My experience with ear training is that you really need to connect it to your instrument. If you're on the train where you can't play, obviously it can't hurt to train interval recognition and chord quality - but the ultimate
point of training your ear is to build that connection between what you hear in your mind and what comes out of your fingers on the instrument.
If there's one "secret trick" exercise for guitar (and other instruments, I assume), it's singing as you play. Put on a loop and try to just sing the notes as you play them. Or scat a little lick and then try to replicate it on the guitar. It's really effective, it feels like it just "gets to the heart of the issue."
It works to boost interval training too - grab a root note somewhere, play, say, a minor third, get that sound into your head, and then sing it as you play it.

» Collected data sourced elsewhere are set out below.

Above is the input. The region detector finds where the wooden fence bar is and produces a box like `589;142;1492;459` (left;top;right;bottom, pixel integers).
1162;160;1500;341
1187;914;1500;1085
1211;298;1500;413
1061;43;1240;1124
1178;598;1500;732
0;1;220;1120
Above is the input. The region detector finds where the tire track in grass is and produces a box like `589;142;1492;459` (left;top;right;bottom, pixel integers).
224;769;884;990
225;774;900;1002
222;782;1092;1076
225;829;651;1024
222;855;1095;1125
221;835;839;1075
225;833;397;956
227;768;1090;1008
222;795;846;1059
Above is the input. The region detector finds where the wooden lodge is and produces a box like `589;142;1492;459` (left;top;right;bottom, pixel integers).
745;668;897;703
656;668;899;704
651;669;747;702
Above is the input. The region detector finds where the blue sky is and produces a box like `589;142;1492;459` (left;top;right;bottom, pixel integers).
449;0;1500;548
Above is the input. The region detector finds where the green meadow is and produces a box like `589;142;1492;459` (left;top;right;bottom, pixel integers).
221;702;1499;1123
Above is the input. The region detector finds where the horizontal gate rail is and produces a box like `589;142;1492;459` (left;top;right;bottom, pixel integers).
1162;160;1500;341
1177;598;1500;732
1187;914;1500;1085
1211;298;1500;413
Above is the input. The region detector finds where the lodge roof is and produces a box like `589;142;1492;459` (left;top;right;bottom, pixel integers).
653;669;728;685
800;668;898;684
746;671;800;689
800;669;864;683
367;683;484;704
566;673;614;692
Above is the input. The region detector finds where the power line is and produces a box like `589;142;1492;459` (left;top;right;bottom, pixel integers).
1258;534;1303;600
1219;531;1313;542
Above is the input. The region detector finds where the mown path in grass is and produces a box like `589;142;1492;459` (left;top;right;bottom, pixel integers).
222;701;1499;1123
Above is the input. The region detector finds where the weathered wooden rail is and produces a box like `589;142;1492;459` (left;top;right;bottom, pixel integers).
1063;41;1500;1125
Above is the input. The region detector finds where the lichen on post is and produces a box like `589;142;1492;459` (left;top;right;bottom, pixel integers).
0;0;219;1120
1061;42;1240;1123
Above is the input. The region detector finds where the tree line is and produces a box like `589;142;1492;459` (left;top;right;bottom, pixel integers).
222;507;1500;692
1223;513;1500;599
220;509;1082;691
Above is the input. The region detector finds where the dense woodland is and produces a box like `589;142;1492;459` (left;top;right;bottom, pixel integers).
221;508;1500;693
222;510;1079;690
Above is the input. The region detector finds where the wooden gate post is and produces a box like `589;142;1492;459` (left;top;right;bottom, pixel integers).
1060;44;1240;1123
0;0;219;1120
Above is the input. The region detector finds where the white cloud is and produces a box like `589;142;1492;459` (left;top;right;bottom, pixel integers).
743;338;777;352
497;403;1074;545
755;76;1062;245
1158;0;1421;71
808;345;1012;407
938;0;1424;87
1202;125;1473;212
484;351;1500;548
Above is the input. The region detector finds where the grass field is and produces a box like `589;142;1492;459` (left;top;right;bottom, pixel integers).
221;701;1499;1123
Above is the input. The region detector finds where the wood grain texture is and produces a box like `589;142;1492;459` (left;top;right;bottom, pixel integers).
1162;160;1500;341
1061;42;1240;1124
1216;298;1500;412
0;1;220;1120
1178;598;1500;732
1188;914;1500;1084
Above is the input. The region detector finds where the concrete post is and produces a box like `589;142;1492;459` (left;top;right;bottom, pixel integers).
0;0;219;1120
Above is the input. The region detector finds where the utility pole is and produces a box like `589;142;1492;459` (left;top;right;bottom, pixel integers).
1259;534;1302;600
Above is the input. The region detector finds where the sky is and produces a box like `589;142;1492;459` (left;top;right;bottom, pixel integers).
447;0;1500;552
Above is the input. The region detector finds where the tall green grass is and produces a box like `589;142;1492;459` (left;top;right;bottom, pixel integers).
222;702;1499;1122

Transcription is also really helpful. Print out some blank tab, download Transcribe! so you can slow / loop sections, pick a song you like, grab your instrument, and just start trying to figure it out. It's grueling at first but it gets a lot easier with practice. As a side benefit, you get to steal licks from players you like.
For the most part, the great players are people who did a ton of this - whether it was rock guys listening to the same blues record over and over and learning the licks, or jazz guys doing obsessive transcriptions. Steve Vai famously found his way into Frank Zappa's band because he sent copies of his transcriptions to Zappa himself.